MMSET/WHSC1 is a histone methyltransferase (HMT) overexpressed in t(4;14)+ multiple myeloma (MM) patients, believed to be the driving factor in the pathogenesis of this MM subtype. MMSET overexpression in MM leads to an increase in histone 3 lysine 36 dimethylation (H3K36me2), and a decrease in histone 3 lysine 27 trimethylation (H3K27me3), as well as changes in proliferation, gene expression and chromatin accessibility. Prior work linked methylation of histones to the ability of cells to undergo DNA damage repair. In addition, t(4;14)+ patients frequently relapse after regimens that include DNA damage-inducing agents, suggesting that MMSET may play a role in DNA damage repair and response. In U2OS cells, we found that MMSET is required for efficient non-homologous end joining as well as homologous recombination.

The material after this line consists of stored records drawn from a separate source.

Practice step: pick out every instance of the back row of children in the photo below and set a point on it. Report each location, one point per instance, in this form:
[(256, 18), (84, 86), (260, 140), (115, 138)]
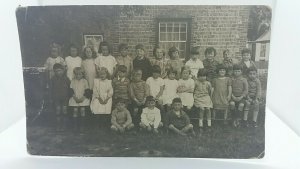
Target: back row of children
[(102, 82)]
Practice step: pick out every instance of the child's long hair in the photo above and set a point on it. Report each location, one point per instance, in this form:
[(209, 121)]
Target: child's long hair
[(94, 54)]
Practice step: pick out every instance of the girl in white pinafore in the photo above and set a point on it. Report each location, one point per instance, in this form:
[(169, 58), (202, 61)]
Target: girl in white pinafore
[(102, 93)]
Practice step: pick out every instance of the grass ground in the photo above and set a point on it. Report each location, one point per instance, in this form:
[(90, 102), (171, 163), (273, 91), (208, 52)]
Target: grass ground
[(221, 141)]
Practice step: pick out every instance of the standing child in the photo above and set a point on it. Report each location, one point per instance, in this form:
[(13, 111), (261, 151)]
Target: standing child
[(59, 89), (141, 62), (102, 96), (254, 94), (178, 121), (170, 90), (174, 63), (194, 63), (202, 100), (121, 85), (239, 93), (227, 62), (139, 90), (186, 89), (105, 59), (150, 118), (124, 58), (79, 101), (54, 58), (120, 117), (88, 65), (221, 92), (160, 60), (209, 63), (72, 61), (246, 62), (156, 85)]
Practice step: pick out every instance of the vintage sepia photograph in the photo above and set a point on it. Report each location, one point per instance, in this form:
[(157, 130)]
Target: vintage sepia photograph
[(145, 81)]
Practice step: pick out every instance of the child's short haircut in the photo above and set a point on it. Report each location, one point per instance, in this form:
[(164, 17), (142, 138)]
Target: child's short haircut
[(171, 71), (176, 100), (139, 46), (246, 50), (149, 98), (237, 67), (123, 46), (210, 50), (122, 68), (156, 69), (202, 72), (171, 50), (194, 51), (120, 100), (104, 43), (155, 49), (58, 66), (221, 66), (251, 69)]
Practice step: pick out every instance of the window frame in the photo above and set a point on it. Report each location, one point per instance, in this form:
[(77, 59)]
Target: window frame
[(188, 32)]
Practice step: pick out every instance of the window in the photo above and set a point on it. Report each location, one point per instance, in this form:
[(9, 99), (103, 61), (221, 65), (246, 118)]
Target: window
[(176, 33)]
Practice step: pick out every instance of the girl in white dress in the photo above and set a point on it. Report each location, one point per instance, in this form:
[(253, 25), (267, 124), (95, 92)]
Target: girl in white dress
[(186, 89), (72, 61), (105, 59), (88, 65), (102, 96), (79, 101)]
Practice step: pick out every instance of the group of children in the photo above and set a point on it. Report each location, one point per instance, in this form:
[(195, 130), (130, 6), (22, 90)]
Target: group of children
[(151, 93)]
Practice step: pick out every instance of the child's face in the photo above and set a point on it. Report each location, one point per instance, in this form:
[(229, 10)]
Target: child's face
[(210, 56), (59, 72), (201, 78), (105, 51), (88, 53), (124, 52), (137, 75), (159, 54), (120, 106), (246, 56), (175, 55), (121, 74), (151, 104), (155, 75), (222, 72), (237, 73), (54, 52), (140, 53), (78, 75), (177, 106), (194, 57), (252, 75), (185, 74), (73, 52), (172, 76)]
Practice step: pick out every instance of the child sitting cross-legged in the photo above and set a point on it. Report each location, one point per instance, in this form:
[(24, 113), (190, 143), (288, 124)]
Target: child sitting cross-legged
[(178, 121), (120, 117), (150, 118)]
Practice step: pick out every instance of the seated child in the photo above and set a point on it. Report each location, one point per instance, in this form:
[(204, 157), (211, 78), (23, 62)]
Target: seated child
[(178, 121), (60, 92), (239, 93), (194, 63), (254, 94), (141, 62), (150, 117), (139, 90), (120, 117), (202, 100), (79, 101), (121, 85)]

Loss of MMSET led to loss of expression of several DNA repair proteins, as well as decreased recruitment of DNA repair proteins to sites of DNA double-strand breaks (DSBs). By using genetically matched MM cell lines that had either high (pathological) or low (physiological) expression of MMSET, we found that MMSET-high cells had increased damage at baseline. Upon addition of a DNA-damaging agent, MMSET-high cells repaired DNA damage at an enhanced rate and continued to proliferate, whereas MMSET-low cells accumulated DNA damage and entered cell cycle arrest. In a murine xenograft model using t(4;14)+ KMS11 MM cells harboring an inducible MMSET shRNA, depletion of MMSET enhanced the efficacy of chemotherapy, inhibiting tumor growth and extending survival. These findings help explain the poorer prognosis of t(4;14) MM and further validate MMSET as a potential therapeutic target in MM and other cancers.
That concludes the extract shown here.